Ses doigts glissèrent lentement sur la peau de la jeune sorcière, l’effleurant avec une douceur trompeuse, comme si elle caressait un objet précieux. L’odeur de sa peau, de sa sueur, de la chambre étouffante se mélangeait, et Hermione se sentait se perdre dans cette atmosphère pesante, accablante. Un frisson la parcourut alors que Bellatrix la relâchait enfin, ses doigts quittant ses cheveux avec une lenteur exaspérante.

— Tu n'as nulle part où aller, nulle part où te cacher. D’ailleurs, qui voudrait de toi après ce que tu viens de faire ? Tu m’appartiens, désormais. Tu es à moi, Hermione… à moi.

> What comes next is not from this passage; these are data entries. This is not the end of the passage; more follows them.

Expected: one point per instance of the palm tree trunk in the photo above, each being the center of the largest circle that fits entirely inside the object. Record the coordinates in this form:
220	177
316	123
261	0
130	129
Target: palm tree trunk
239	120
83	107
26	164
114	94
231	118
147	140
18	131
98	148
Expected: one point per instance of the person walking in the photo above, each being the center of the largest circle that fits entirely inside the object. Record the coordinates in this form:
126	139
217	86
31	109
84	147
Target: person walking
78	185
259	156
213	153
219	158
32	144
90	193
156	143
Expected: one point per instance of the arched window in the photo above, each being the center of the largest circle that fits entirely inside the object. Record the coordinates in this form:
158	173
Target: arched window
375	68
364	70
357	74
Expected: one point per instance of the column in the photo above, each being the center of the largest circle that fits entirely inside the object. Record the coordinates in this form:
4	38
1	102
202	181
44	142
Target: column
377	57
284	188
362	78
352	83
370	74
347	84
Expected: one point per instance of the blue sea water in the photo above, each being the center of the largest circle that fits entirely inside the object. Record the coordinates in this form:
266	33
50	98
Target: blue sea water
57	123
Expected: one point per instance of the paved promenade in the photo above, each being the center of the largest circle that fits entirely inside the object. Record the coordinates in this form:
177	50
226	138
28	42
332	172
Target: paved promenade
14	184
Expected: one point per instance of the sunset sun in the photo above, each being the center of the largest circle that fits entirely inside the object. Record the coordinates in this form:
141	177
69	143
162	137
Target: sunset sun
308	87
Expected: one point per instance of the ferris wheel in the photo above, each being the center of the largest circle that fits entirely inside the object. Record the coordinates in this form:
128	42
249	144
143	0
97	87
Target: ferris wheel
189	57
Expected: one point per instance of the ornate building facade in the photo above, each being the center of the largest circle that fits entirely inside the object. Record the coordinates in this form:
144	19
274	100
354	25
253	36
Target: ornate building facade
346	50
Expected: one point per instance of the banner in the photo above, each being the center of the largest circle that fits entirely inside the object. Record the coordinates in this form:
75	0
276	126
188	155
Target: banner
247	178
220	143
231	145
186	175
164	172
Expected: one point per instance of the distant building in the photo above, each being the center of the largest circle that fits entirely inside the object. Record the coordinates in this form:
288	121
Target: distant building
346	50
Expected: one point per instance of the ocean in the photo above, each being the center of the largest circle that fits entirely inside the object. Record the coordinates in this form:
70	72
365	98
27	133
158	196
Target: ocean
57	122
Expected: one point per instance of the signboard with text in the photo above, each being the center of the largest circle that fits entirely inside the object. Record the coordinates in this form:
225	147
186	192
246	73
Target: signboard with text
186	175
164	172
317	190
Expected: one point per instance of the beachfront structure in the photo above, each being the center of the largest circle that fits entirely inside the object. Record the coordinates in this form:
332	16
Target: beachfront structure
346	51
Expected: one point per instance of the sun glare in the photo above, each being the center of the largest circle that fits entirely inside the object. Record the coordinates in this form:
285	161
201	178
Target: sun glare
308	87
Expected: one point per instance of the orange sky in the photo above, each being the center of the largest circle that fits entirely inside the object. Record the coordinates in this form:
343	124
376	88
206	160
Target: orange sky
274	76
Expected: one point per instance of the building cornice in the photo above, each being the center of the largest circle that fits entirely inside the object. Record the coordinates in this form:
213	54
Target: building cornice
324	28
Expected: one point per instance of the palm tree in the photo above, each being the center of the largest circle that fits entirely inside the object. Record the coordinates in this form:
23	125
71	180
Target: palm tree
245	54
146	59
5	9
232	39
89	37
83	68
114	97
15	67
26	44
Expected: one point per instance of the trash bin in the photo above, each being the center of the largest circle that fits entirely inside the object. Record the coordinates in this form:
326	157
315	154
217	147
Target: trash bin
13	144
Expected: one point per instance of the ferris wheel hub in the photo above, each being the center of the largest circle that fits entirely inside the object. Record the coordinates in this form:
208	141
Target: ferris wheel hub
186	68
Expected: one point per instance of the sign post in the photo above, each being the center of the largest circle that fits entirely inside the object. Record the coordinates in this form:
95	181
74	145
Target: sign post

Un long silence s'installa, un silence lourd et oppressant. Hermione était figée, son cœur battant la chamade, son esprit noyé dans la terreur. Elle n’avait aucune idée de ce qui allait suivre, mais la seule chose qu’elle savait, c’était qu’elle n’avait aucun moyen de l’arrêter. Ses jambes tremblaient, et elle se sentait totalement vulnérable, incapable de se défendre, incapable de lutter.

Finalement, Bellatrix glissa une main sur sa joue et approcha son visage du sien.

— Pour aujourd’hui, ce sera tout, murmura-t-elle. Dors, Hermione, repose-toi. Tu en auras besoin.

Son visage franchit la distance qui les séparait encore, et ses lèvres se posèrent sur les siennes avec une infinie douceur. Elle y déposa un court baiser, avant de se retirer.

— Pour aujourd’hui, ce sera tout. Dors, Hermione, repose-toi. Tu en auras besoin.

Bellatrix tourna les talons et se dirigea vers la porte, laquelle se referma derrière elle dans un bruit sec.

Hermione resta là, seule dans la pièce froide et vide. Elle s’effondra sur le lit, la respiration saccadée. Une terreur indescriptible la tenaillait, et elle savait que ce n'était que le début. Le début d'une souffrance qu'elle n'était pas prête à endurer, mais qu'elle ne pouvait fuir.